Just last month Denver’s Rocky Mountain News closed its doors after 150 years. According to Time, 10 other major newspapers are on the brink of closing or switching to online production only.

Seattle P-I Pic

Seattle’s Post Intelligencer is one of many newspapers considering switching to online-only versions in order to stay in business. The newspaper parent company Hearst will likely stop printing if they have not found a buyer by March 10.

According to an article on Seattle P-I may try releasing an online Version of Newspaper. Some believe that the online-only local newspaper has a better chance surviving in today’s market than conventional newspapers.

This would significantly reduce a lot of the costs associated with operating a traditional print newspaper. It would completely do away with the costs of printing, delivery, and travel for its reporters. By keeping a local spin on content, the Seattle P-I should be able to maintain a solid reader base and also bring in ad revenue from local businesses.

The Chicago start-up,The Printed Blog has another take on how to bring the newspaper into the 21st century. According to an article in the New York Times The Printed Blog “plans to reprint blog posts on regular paper, surrounded by local ads, and distribute the publications free in big cities.”

The creator of The Printed Blog believes that by printing a newspaper that consists entirely of blogs and other user-generated content, they can tap into the boom in success of online news sites.

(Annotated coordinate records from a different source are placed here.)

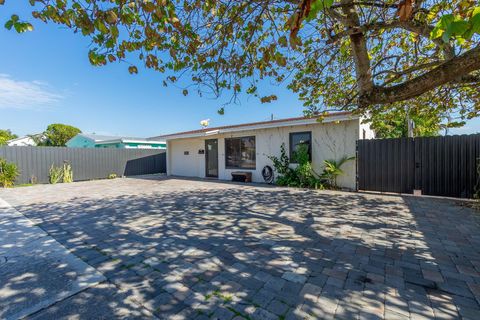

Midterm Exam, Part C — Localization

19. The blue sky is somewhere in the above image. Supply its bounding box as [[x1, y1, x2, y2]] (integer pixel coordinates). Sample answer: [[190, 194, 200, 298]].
[[0, 0, 480, 137]]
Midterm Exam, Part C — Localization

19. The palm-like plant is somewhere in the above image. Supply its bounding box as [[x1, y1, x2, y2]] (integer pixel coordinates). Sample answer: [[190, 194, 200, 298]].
[[0, 158, 20, 188], [321, 156, 355, 188]]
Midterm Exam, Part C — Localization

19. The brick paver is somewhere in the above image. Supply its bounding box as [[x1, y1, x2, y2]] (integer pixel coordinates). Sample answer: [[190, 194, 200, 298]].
[[0, 178, 480, 319]]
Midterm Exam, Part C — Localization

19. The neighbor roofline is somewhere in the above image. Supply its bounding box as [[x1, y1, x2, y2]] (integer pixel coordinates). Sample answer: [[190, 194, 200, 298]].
[[95, 139, 165, 144], [151, 112, 360, 140]]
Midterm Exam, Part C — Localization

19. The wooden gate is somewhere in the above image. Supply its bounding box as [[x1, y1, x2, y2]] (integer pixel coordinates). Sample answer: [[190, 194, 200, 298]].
[[357, 134, 480, 198]]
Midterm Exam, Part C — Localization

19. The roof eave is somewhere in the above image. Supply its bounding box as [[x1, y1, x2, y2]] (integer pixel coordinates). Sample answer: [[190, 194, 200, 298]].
[[162, 114, 360, 141]]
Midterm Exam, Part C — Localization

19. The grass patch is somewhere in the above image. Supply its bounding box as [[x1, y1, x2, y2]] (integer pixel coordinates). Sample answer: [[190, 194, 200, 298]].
[[13, 183, 35, 188]]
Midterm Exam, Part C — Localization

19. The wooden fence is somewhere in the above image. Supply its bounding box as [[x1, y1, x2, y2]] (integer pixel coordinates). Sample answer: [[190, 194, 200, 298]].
[[0, 147, 167, 184]]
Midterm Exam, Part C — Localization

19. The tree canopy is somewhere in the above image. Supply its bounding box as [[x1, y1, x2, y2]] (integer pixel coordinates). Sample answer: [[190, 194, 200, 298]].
[[0, 129, 18, 146], [39, 123, 82, 147], [4, 0, 480, 122]]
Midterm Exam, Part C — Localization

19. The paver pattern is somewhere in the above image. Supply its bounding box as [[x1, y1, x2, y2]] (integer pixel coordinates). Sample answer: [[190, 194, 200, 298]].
[[0, 178, 480, 320]]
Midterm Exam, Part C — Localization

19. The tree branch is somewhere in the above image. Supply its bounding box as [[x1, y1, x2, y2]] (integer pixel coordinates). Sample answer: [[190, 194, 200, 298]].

This concept embraces the concept of the free, user-generated content of the internet that has become so popular, but provides it in a more traditional print format. Like the Seattle P-I, they also plan on raising ad revenue through local businesses. They believe that the local focus will ensure they stay relevant to their readership.

According to another article on the UK’s Guardian has also updated its business model by providing its content free for anyone. This method is called the Open Platform. They will let anyone use their content on their site or web service. They will maintain a revenue stream by attaching ads directly onto the duplicated content.

It’s too early to say which business model will be more successful, but as newspapers continue to suffer in these difficult times it is clear that change is in the air.